Rasa penasaran itu, yang sering muncul di tengah masyarakat, adalah tanda bahwa publik semakin sadar akan haknya untuk tahu. Hak untuk tahu inilah yang menjadi inti dari keterbukaan informasi publik. Bukan sekadar akses terhadap data atau dokumen, tetapi soal bagaimana pemerintah menghormati warganya dengan memberikan kejelasan, transparansi, dan ruang untuk ikut terlibat.
Di era yang serba cepat seperti sekarang, keterbukaan informasi bukan lagi pilihan—ia kebutuhan. Pemerintah yang tertutup akan mudah kehilangan kepercayaan, sementara masyarakat yang tidak mendapat informasi akan sulit berpartisipasi. Padahal, kepercayaan dan partisipasi adalah dua bahan utama untuk membangun pemerintahan yang sehat.
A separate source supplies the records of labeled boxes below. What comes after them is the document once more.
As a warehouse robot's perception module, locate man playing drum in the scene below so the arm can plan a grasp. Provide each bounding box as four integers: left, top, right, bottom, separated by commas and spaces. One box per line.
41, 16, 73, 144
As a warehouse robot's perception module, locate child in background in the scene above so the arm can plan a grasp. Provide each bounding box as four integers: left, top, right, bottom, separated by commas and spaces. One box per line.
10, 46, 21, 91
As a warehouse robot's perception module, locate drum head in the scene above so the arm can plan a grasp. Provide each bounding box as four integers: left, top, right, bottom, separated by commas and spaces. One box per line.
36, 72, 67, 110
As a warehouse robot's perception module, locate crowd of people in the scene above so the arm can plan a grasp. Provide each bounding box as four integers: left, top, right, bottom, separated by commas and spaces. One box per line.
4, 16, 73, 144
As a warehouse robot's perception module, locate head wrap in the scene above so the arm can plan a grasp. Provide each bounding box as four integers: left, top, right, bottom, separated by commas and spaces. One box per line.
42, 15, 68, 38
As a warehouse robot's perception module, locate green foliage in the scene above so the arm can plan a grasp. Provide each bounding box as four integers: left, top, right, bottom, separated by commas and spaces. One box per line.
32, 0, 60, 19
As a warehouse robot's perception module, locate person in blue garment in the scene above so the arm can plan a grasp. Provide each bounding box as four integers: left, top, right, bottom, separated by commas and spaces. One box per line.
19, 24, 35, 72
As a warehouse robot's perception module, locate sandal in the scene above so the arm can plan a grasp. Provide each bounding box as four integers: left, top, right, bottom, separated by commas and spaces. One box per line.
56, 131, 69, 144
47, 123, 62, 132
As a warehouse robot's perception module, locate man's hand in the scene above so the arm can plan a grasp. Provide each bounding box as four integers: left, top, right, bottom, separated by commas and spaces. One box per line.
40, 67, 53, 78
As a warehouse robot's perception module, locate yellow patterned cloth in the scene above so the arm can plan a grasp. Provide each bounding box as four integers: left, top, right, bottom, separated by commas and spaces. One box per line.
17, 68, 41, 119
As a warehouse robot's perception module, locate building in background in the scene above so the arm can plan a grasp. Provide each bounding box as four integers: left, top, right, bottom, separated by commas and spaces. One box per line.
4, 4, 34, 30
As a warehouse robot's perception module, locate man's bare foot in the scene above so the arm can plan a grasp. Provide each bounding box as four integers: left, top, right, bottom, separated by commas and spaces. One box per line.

Sejak Undang-Undang Nomor 14 Tahun 2008 tentang Keterbukaan Informasi Publik diberlakukan, arah kebijakan negara sudah sangat jelas: informasi publik adalah hak setiap warga negara. Pemerintah, baik pusat maupun daerah, wajib menyediakan dan membuka akses informasi yang berkaitan dengan kebijakan, program, hingga penggunaan anggaran. Namun, dalam praktiknya, kita masih sering menemui dinding yang membatasi. Ada instansi yang masih enggan membuka data dengan alasan “belum siap”, ada pula pejabat yang menganggap informasi sebagai milik pribadi lembaganya.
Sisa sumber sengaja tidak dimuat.